Finalmente, tal vez no es inútil volver a decir que la pornografía sobre todo inquietó a los censores, que veían en ella el presagio de desórdenes peores debido al hecho de que se estaba convirtiendo (cerca de mediados de siglo) en un producto realmente accesible a todos los públicos. Mientras que anteriormente las comedias satíricas podían permitirse todas las obscenidades justamente porque el lugar era apropiado y el auditorio era controlable, la pornografía moderna estaba menos ligada al mundo del espectáculo público que a la literatura discreta y disponible en cualquier momento. Es decir, que había un riesgo de confusión de géneros, de lugares y de momentos; y que los progresos de la educación popular tanto como la abundancia de libros y el aumento fulgurante de su tirada amenazaban atenuar todavía más las distinciones de clase y de sexo. Si se volvía imposible prohibir las obras eróticas a las masas populares, ¿cómo esperar seguir haciendo de ellas buenos trabajadores o buenos soldados? ¿Cómo controlar sus ganas de acceder a otros saberes y su voluntad de invadir la escena pública para adquirir por lo menos una parte del poder político y tal vez incluso algunos derechos de propiedad? Es efectivamente todo el orden social que parece amenazado y la pornografía, tanto como los debates que ella provocaba, participaba en el bullicio social de la época. Es así como algunos historiadores le han descubierto vínculos con el movimiento radical y han mostrado hasta qué punto su censura se mantiene indisociable de los proyectos militares de Europa,[198] y es también por ello que se ha visto cómo apareció periódicamente durante un siglo la expresión de una constante preocupación por ver a la pornografía llevándonos irremediablemente hacia el caos y la anarquía.

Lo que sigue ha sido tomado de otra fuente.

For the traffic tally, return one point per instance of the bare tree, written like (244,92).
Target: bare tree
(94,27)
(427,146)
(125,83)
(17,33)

La revolución industrial ha construido en resumidas cuentas una paradoja que progresivamente se volvió insostenible. Pues la sociedad, que le otorgaba cada vez una mayor importancia a la sexualidad y que a menudo la toleraba en ciertos lugares especializados y bajo todas sus formas, incluso las juzgadas más perversas y condenables, al mismo tiempo no reservaba casi ningún lugar al consumo de la pornografía, que sin embargo producía en cantidad creciente. Los lugares públicos no convenían; mientras que la pornografía en la casa era una hipocresía malsana que no tenía sentido más que entre manos de adolescentes repletos de granos. Todavía no existía ni un lugar ni un uso socialmente aceptable y comprensible de la pornografía. Habrá que esperar algunos años para encontrar ese lugar en el interior de casilleros metálicos de los pilotos de los cazabombarderos. En la imaginería popular, los soldados eran los únicos que tenían derecho a pellizcar públicamente a las pin-ups, porque después de todo se trataba de personas infinitamente solas y que tenían a la muerte por tarea cotidiana. En resumidas cuentas, muy parecidos a los personajes que el siglo XX iba a inventar.